The wind turbine at the Cascade County shop, installed in 2008 with projections it would pay for up to 80 percent of the facility’s energy costs, is falling short of expectations because the site isn’t as windy as anticipated.
At the turbine’s current rate of power production, it would take the county 33.70 years to recover its $201,924 investment, according to kilowatt-hour production figures provided by the county.
“We needed to get a payback in 25 years because that was the expected life of the unit,” Commission Chairman Joe Briggs said.
The turbine currently is idle because of a parts malfunction, which isn’t helping matters.
Commissioners, led by former Commissioner Peggy Beltrone, saw the wind tower project at the shop as a way to reduce energy costs but also as a way to promote wind development because of its prominent location on Interstate 15.
“We did it largely to try to attract some additional investment in wind power in Cascade County,” Briggs said. “That part of the equation is still valid.”
Over the five years it’s been in service, the turbine has produced $29,959 worth of energy, enough to pay for 34 percent of the county’s total electricity bill of $87,574 over that time.
Wind-driven electricity dropped in 2012 and covered 19 percent of the county’s electricity bill.
When the turbine was erected, county officials projected green power would meet as much as 80 percent of the facility’s electricity needs, with savings offsetting the investment in 20 years or maybe sooner.
“It has certainly not performed financially as well as expected and not as well as I had hoped obviously,” Briggs said.
The tower, which stands 150 high including its 50-foot-long blades, was installed in 2008 at the new $6.4 million shop complex near Manchester. It cost $201,924.
The site isn’t as windy as county commissioners had hoped when they approved the 50-kilowatt turbine, said Brian Clifton, the county’s public works director.
“The turbine is producing less of its theoretical max than we had predicted,” Clifton said. “That’s directly due to the amount of wind energy available at that location.”
The county did not conduct a wind study on the hill prior to the installation of the turbine, which wind companies typically do before erecting turbines.
County officials knew the turbine would help with energy savings at the 40,000-square-foot shop but didn’t know precisely how much, Clifton said. That’s because the shop complex was a new facility and it was unclear how much energy it would use. Electricity production fluctuates with use of the facility and the weather.

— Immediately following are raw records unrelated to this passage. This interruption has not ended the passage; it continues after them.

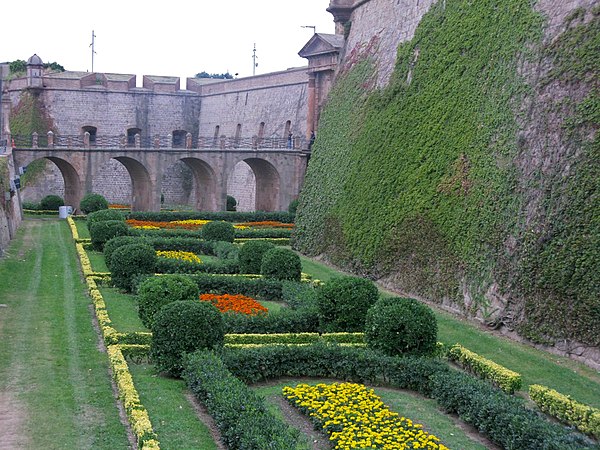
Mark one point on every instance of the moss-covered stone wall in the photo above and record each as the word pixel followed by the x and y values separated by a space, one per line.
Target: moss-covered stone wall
pixel 471 179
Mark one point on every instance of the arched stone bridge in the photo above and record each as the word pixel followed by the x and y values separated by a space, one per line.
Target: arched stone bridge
pixel 278 170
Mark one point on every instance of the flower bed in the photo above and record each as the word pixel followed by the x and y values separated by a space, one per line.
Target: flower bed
pixel 354 417
pixel 235 303
pixel 179 254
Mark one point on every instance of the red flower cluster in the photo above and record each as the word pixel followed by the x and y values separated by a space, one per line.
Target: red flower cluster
pixel 236 303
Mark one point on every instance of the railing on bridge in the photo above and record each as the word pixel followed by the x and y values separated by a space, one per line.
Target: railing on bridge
pixel 90 141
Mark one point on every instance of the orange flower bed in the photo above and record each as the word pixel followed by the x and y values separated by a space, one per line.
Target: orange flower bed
pixel 267 224
pixel 236 303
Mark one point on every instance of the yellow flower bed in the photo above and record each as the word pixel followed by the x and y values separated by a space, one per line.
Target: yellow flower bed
pixel 354 417
pixel 179 254
pixel 585 417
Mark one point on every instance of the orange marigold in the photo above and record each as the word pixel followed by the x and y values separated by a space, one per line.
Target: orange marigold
pixel 236 303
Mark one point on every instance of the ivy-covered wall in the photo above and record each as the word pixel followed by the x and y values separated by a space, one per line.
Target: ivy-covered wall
pixel 445 184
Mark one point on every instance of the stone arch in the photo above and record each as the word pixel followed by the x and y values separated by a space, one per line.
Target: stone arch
pixel 268 184
pixel 70 187
pixel 110 181
pixel 204 195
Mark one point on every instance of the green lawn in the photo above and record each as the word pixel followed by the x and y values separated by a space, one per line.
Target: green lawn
pixel 417 408
pixel 536 366
pixel 55 388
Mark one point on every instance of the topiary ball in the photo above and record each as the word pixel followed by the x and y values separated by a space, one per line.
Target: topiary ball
pixel 281 264
pixel 101 232
pixel 102 215
pixel 118 241
pixel 130 260
pixel 158 291
pixel 51 203
pixel 343 303
pixel 251 255
pixel 183 327
pixel 92 202
pixel 401 326
pixel 218 231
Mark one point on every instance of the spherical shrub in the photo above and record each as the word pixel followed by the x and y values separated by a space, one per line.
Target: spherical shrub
pixel 103 214
pixel 92 202
pixel 231 203
pixel 281 264
pixel 218 231
pixel 183 327
pixel 158 291
pixel 130 260
pixel 51 203
pixel 401 326
pixel 101 232
pixel 118 241
pixel 251 254
pixel 343 303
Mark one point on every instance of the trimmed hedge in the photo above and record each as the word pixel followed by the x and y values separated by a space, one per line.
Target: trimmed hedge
pixel 183 327
pixel 102 231
pixel 282 264
pixel 401 326
pixel 505 379
pixel 156 292
pixel 584 417
pixel 241 415
pixel 343 303
pixel 502 417
pixel 228 216
pixel 129 261
pixel 251 255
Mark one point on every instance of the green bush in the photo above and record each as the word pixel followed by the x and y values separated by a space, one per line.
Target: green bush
pixel 118 241
pixel 231 203
pixel 218 231
pixel 401 326
pixel 183 327
pixel 281 264
pixel 102 215
pixel 101 232
pixel 51 203
pixel 343 303
pixel 158 291
pixel 92 202
pixel 251 255
pixel 131 260
pixel 243 419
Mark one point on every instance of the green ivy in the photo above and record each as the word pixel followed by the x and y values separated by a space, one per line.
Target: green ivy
pixel 417 182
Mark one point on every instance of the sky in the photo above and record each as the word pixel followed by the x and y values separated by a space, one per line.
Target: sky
pixel 169 38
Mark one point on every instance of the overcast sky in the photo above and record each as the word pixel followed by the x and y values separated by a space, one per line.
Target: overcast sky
pixel 173 37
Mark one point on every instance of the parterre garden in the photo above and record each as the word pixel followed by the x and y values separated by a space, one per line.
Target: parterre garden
pixel 214 303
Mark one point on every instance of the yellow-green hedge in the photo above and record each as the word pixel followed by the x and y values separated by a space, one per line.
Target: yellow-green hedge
pixel 584 417
pixel 505 379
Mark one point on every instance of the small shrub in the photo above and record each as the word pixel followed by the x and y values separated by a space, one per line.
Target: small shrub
pixel 218 231
pixel 401 326
pixel 183 327
pixel 293 206
pixel 118 241
pixel 281 264
pixel 231 203
pixel 51 202
pixel 102 215
pixel 251 255
pixel 101 232
pixel 343 303
pixel 129 261
pixel 156 292
pixel 92 202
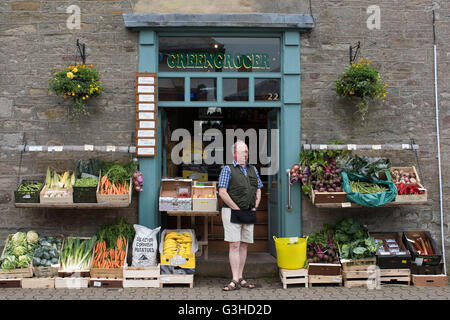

Wind turbines do not operate 100 percent of the time because their operation depends on how much the wind blows, Clifton noted.
In 2011, the turbine ran about 13 percent of the time and produced $8,601 worth of electricity, or 38 percent of the annual electricity bill of $22,442. Wind paid 43 percent of the electricity bill in 2009.
“Last year we definitely did not have the wind that we had had the years before,” Clifton said of 2012.
In 2012, the wind turbine generated $4,795, or 19 percent of the facility’s total electricity bill, the lowest amount it’s generated. It ran at 9.21 percent of its theoretical operating capacity of 100 percent.
If wind production picks up at the site in the coming years, Clifton said, the county could end up recovering its investment sooner than the current projection of 33 years.
On average, the shop turbine is generating $6,000 worth of electricity a year for the county.
The turbine has been mostly idle for the first five months of 2013.
“The last few months with it not running at all has really damaged the value of it for us,” Briggs said.
Tip breaks in the tower blades, needed to shut down the turbine when the wind blows too hard, malfunctioned, and it’s been idle since the end of January.
Clifton said it wasn’t repaired sooner because the turbine manufacturer, Entegrity Wind System Inc. of Boulder, Colo., went out of business, and the parts had to be ordered from a company in Nova Scotia.
The cost of replacement parts is $727, said Jon Foster, a wind specialist with Moodie Wind Energy, a subsidiary of Moodie Implement.
The county hired Moodie Wing Energy to do tower maintenance after Entegrity went out of business.
Parts are expected to arrive late this week with the repairs likely to occur early next week, Foster said.
Another company was planning to use the turbine and the shop site as a test facility for a new type of large-scale battery storage unit capable of storing electricity generated by wind, Briggs said. If commercially viable, it was hoped that the battery storage technology would attract interest from wind developers and possibly a business to manufacture the batteries.
Briggs said the project fell through after the company went through bankruptcy reorganization.